I got a call over the weekend from my good friend Lenny Pogensky, who wanted to know if the rumors he was hearing about ”happenings” in the school district were true. He was referring to what some might term, the forced resignation of school district superintendent, Mary Lagnado based on the split decision of the seven-member board of education, (4-3), at a special meeting on Tuesday, March 21, 2017, with those in the majority being Trustees Brown, Cadet, Campbell and Quintanilla.
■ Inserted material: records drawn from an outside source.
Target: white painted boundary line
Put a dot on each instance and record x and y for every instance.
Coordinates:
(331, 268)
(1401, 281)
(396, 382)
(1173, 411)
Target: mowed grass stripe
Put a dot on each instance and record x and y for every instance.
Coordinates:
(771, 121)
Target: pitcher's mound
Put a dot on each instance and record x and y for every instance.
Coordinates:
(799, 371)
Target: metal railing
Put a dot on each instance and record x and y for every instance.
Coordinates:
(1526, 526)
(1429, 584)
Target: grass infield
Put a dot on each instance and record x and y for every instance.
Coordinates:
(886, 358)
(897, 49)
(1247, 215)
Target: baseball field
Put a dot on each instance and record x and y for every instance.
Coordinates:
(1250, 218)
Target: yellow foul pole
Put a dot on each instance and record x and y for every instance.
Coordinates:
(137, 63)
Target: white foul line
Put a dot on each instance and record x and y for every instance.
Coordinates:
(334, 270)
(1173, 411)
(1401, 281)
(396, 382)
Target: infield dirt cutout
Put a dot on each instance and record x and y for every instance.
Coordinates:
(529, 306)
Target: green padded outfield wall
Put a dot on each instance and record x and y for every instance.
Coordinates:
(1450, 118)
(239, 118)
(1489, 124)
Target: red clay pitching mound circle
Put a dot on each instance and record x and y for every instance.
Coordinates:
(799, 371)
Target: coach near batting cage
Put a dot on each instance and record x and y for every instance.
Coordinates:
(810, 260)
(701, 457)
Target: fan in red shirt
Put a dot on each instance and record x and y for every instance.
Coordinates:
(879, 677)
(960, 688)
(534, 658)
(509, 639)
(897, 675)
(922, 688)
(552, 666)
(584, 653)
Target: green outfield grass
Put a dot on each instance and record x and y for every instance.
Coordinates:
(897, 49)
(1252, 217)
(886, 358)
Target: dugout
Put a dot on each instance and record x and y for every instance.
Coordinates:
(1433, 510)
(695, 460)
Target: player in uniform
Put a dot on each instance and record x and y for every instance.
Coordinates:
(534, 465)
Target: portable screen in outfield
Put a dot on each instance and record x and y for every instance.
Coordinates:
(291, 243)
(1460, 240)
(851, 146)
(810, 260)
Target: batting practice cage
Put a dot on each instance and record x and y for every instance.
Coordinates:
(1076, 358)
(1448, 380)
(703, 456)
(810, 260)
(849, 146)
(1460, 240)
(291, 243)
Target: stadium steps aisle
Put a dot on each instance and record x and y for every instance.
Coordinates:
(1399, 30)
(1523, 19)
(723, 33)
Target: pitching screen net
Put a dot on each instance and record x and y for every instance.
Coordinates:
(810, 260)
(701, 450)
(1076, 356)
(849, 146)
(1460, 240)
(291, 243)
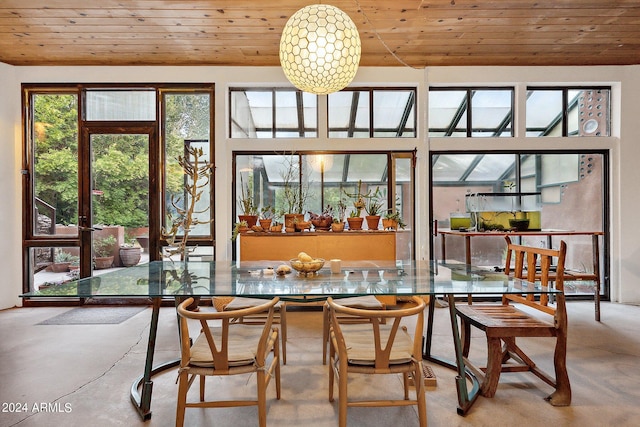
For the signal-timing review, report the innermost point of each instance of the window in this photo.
(472, 190)
(305, 182)
(471, 112)
(372, 113)
(272, 113)
(568, 111)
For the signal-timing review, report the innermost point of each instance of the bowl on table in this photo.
(307, 267)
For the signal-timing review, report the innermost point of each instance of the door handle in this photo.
(89, 228)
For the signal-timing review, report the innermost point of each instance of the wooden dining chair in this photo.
(503, 323)
(376, 348)
(368, 302)
(228, 349)
(238, 303)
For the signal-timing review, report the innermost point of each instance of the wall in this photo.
(10, 200)
(624, 145)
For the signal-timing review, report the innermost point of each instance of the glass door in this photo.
(114, 226)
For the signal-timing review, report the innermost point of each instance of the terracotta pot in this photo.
(130, 256)
(103, 262)
(373, 222)
(355, 223)
(60, 267)
(337, 227)
(276, 228)
(251, 219)
(322, 224)
(302, 225)
(291, 219)
(389, 224)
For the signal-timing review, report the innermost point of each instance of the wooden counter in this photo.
(348, 245)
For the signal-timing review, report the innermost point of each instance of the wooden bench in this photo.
(503, 323)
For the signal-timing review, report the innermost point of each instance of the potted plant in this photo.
(103, 248)
(62, 260)
(276, 222)
(247, 204)
(392, 220)
(373, 207)
(199, 173)
(295, 195)
(266, 216)
(322, 221)
(354, 219)
(239, 227)
(130, 254)
(337, 224)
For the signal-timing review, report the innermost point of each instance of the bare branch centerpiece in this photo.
(198, 172)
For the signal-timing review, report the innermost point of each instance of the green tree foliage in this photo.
(55, 133)
(120, 163)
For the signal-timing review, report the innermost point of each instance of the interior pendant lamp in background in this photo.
(320, 49)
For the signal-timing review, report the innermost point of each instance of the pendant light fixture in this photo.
(320, 49)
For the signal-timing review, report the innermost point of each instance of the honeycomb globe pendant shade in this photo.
(320, 49)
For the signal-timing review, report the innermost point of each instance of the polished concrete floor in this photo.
(80, 375)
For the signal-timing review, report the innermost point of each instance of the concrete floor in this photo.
(82, 375)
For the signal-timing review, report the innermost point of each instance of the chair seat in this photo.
(243, 346)
(238, 303)
(361, 350)
(506, 320)
(365, 301)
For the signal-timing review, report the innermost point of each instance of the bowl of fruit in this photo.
(306, 264)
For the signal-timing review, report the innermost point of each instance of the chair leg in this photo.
(420, 395)
(276, 353)
(465, 332)
(562, 395)
(331, 370)
(494, 367)
(325, 333)
(342, 395)
(183, 387)
(283, 328)
(405, 383)
(262, 398)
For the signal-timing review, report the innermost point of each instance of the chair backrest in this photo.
(220, 350)
(382, 349)
(536, 265)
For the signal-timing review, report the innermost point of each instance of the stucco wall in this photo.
(624, 145)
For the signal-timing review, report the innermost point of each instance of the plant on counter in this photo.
(246, 201)
(239, 227)
(322, 221)
(358, 200)
(374, 202)
(103, 246)
(295, 192)
(393, 220)
(198, 172)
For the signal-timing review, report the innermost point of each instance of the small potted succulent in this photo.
(103, 248)
(392, 220)
(266, 216)
(130, 254)
(322, 222)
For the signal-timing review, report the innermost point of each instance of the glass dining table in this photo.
(160, 280)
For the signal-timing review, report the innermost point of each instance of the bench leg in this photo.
(494, 367)
(562, 395)
(465, 332)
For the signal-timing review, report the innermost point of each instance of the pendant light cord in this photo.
(400, 60)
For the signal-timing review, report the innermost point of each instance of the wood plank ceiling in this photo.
(416, 33)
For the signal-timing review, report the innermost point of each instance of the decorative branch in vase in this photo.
(198, 172)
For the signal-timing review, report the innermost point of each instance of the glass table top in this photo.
(258, 279)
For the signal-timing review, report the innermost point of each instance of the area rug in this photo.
(94, 316)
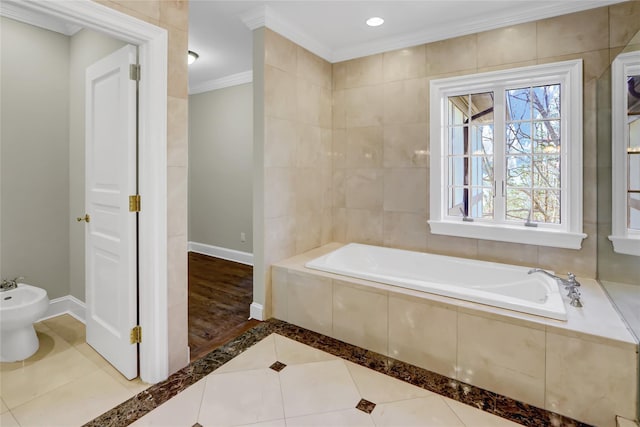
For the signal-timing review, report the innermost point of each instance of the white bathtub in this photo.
(498, 285)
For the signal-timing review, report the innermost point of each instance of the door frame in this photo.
(152, 42)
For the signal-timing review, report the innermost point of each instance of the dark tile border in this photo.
(147, 400)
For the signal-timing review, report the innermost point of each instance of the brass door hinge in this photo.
(134, 72)
(134, 203)
(136, 335)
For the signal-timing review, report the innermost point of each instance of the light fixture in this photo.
(191, 57)
(375, 21)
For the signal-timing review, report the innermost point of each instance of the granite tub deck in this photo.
(143, 403)
(585, 368)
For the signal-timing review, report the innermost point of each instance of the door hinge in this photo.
(134, 203)
(134, 72)
(136, 335)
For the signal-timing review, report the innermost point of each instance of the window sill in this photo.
(627, 245)
(506, 233)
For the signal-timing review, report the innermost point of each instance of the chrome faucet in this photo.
(7, 285)
(570, 284)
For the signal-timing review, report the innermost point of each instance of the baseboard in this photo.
(256, 311)
(66, 305)
(224, 253)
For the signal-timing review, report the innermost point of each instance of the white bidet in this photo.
(19, 309)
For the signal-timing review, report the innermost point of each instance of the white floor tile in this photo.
(243, 397)
(346, 418)
(425, 411)
(292, 352)
(317, 387)
(380, 388)
(180, 411)
(74, 403)
(261, 355)
(472, 417)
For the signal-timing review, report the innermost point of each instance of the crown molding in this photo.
(13, 10)
(228, 81)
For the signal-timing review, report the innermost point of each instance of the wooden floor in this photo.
(220, 293)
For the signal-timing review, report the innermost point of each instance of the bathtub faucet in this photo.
(570, 284)
(6, 285)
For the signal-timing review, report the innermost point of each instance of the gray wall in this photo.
(86, 47)
(220, 167)
(34, 151)
(42, 149)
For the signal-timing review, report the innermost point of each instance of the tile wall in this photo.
(173, 15)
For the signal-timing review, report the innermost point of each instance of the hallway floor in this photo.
(66, 383)
(281, 382)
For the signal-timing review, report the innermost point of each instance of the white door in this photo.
(110, 246)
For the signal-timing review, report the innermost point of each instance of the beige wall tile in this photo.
(408, 63)
(507, 45)
(280, 99)
(595, 396)
(405, 230)
(360, 317)
(280, 52)
(365, 71)
(309, 302)
(405, 190)
(423, 334)
(406, 145)
(364, 226)
(576, 32)
(177, 140)
(314, 68)
(364, 106)
(280, 142)
(405, 101)
(452, 55)
(501, 357)
(364, 189)
(364, 147)
(175, 13)
(624, 22)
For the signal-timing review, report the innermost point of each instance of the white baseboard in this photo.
(224, 253)
(256, 311)
(66, 305)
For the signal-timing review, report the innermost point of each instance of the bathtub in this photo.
(498, 285)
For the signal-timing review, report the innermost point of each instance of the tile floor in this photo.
(281, 382)
(66, 383)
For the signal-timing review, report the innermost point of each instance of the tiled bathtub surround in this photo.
(585, 368)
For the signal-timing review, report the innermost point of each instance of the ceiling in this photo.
(219, 31)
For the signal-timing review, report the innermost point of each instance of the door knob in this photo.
(86, 218)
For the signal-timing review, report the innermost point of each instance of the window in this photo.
(625, 135)
(506, 155)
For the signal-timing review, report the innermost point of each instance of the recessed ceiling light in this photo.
(191, 57)
(375, 21)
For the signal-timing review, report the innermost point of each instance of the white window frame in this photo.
(625, 240)
(569, 233)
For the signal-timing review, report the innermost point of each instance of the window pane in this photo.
(456, 170)
(456, 140)
(458, 109)
(518, 171)
(546, 102)
(546, 136)
(518, 204)
(546, 206)
(518, 138)
(518, 104)
(482, 107)
(482, 139)
(634, 211)
(546, 172)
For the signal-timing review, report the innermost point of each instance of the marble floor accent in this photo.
(321, 381)
(66, 383)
Pogensky is one of those longstanding residents of the community, who, along with former educators Albert Handy, Dr. Rudolph (Rudy) and Francis Clark, Dr. Wendell Clement, Drs. Robert and Irene (Betty) Hilton, Rev. Bruce Dean, Al Campbell and firebrand activists like Mannie and Anne Sweat, Harold and Tracy Neil, Diane Van Nooten, Mildred and Kenneth Little, Alpine Brown et al, would hold board members’ feet to the fire, and put them on notice that fairness and transparency were expected from their actions, with the best interest of the community and the education of our children being the primary focus. Of course, at times there were stark differences as to how they went about taking on certain issues, and how they were prioritized, but the community was never kept in the dark about what was being pursued, and there was always an effort to rally people to get involved.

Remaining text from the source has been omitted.